Midterm Outcomes after Infrapopliteal Interventions in Patients with Critical Limb Ischemia Based on the TASC II Classification of Below-the-Knee Arteries

Gagan Singh, Ellen K. Brinza, Justin Hildebrand, Stephen W. Waldo, T. Raymond Foley, John R. Laird, Ehrin J. Armstrong

Research output: Contribution to journalArticle

2 Citations (Scopus)

Abstract

Purpose: To analyze the relationship between the new TransAtlantic Inter-Society Consensus (TASC II) infrapopliteal classification and limb outcomes among patients with critical limb ischemia (CLI). Methods: A single-center retrospective study was performed on 166 consecutive CLI patients (mean age 71 years; 113 men) undergoing endovascular treatment of 244 infrapopliteal lesions from 2006 to 2013. Patient, procedural, angiographic, and limb outcomes were compared for the new TASC A/B vs C/D classification for infrapopliteal lesions. Binary restenosis was determined by a peak systolic velocity ratio >2.0 by duplex ultrasound on follow-up at 1, 3, 6, and 12 months.

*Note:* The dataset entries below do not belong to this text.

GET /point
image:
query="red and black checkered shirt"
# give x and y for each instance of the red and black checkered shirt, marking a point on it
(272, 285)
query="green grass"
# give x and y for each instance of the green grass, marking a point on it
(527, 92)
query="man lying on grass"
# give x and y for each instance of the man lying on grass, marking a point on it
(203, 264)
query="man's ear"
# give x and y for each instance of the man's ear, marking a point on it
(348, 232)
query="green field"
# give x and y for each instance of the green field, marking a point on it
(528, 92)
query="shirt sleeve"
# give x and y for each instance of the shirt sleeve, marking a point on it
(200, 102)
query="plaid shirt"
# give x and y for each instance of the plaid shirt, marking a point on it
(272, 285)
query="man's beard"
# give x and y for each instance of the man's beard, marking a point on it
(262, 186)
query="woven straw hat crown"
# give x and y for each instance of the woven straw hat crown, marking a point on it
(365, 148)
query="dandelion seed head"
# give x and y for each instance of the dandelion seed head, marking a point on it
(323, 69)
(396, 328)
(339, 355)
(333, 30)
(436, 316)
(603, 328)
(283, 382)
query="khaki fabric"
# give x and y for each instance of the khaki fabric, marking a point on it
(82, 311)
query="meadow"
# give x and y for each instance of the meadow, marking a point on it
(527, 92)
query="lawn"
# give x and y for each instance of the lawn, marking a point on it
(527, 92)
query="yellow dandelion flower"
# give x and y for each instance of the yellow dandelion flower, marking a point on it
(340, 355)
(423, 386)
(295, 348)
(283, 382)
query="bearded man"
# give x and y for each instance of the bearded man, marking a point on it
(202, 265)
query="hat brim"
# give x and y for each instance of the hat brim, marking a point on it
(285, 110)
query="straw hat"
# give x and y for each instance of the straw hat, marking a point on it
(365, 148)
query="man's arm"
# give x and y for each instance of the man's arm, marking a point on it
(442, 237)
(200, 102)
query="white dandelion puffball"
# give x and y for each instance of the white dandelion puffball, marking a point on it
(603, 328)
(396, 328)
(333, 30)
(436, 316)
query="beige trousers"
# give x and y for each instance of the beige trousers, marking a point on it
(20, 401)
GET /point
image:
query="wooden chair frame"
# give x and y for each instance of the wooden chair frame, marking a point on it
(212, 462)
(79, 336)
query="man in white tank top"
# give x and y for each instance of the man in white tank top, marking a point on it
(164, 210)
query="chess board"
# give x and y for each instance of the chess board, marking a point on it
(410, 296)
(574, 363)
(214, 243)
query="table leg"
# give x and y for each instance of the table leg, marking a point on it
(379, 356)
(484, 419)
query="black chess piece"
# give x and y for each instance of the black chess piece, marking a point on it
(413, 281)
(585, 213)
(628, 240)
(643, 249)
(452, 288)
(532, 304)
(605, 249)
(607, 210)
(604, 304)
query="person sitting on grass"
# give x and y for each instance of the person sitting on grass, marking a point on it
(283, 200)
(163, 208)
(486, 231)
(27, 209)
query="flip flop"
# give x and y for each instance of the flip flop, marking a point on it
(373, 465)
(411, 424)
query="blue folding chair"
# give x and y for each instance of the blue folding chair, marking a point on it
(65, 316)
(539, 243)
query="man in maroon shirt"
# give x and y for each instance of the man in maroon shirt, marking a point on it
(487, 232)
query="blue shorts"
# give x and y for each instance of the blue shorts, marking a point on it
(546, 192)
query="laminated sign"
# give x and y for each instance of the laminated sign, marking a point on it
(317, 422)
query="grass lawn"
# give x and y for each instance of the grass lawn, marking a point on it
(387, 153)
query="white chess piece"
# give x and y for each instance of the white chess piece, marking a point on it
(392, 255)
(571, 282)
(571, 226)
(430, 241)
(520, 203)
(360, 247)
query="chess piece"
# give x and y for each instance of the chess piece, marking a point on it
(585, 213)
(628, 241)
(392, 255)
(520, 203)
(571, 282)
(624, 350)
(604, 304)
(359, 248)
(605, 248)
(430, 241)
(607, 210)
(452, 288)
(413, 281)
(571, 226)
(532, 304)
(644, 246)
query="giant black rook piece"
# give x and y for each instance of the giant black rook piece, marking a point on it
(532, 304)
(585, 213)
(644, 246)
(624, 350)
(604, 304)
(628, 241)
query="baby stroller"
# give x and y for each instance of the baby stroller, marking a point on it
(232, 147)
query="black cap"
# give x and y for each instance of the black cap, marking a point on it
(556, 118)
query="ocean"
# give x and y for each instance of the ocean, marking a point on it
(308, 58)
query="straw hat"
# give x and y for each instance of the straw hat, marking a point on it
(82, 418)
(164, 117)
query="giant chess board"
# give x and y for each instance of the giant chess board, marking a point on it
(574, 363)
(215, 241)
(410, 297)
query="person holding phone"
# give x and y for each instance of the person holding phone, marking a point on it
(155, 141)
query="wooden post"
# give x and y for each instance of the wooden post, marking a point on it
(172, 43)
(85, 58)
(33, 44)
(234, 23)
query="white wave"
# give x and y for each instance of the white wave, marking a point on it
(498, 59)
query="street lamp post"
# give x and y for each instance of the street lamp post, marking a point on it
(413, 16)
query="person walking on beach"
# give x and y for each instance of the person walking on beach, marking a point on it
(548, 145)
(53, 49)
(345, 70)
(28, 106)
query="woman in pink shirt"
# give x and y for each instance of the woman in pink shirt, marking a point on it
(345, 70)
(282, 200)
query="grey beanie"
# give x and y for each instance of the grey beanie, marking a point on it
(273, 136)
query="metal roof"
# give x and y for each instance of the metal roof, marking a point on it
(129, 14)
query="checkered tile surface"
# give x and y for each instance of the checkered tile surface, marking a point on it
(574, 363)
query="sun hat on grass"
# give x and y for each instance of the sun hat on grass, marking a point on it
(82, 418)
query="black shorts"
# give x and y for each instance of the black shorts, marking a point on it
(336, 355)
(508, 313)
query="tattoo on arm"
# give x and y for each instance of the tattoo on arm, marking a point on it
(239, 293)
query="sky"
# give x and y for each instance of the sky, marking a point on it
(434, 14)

Results: Seventy-two (43.4%) patients had TASC A/B lesions, while 94 (56.6%) had TASC C/D patterns of infrapopliteal disease. Baseline demographics and tissue loss (93% vs 94%, p=0.59) were similar between the groups. TASC A/B lesions were shorter (53±35 vs 170±83 mm, p<0.001), less severely stenosed (77%±24% vs 93%±14%, p<0.001), had a larger target vessel diameter (2.9±0.5 vs 2.6±0.5 mm, p<0.001), and were less frequently chronic total occlusions (24% vs 64%, p<0.001) compared with the TASC C/D group. Three-year freedom from both amputation (85% vs 67%, p=0.02) and major adverse limb events (79% vs 61%, p=0.02) were significantly higher in the TASC A/B group. Technical success rates (95% vs 80%, p<0.001) and 1-year primary patency (58% vs 51%, p=0.04) were higher in the A/B group. Overall 3-year survival was similar between the groups (96% A/B vs 88% C/D, p=0.2). Conclusion: TASC C/D infrapopliteal lesions are associated with higher amputation and major adverse limb events rates and lower primary patency compared with TASC A/B infrapopliteal lesions. Further studies are needed to assess the association between TASC C/D infrapopliteal lesions and clinical outcomes in patients with CLI.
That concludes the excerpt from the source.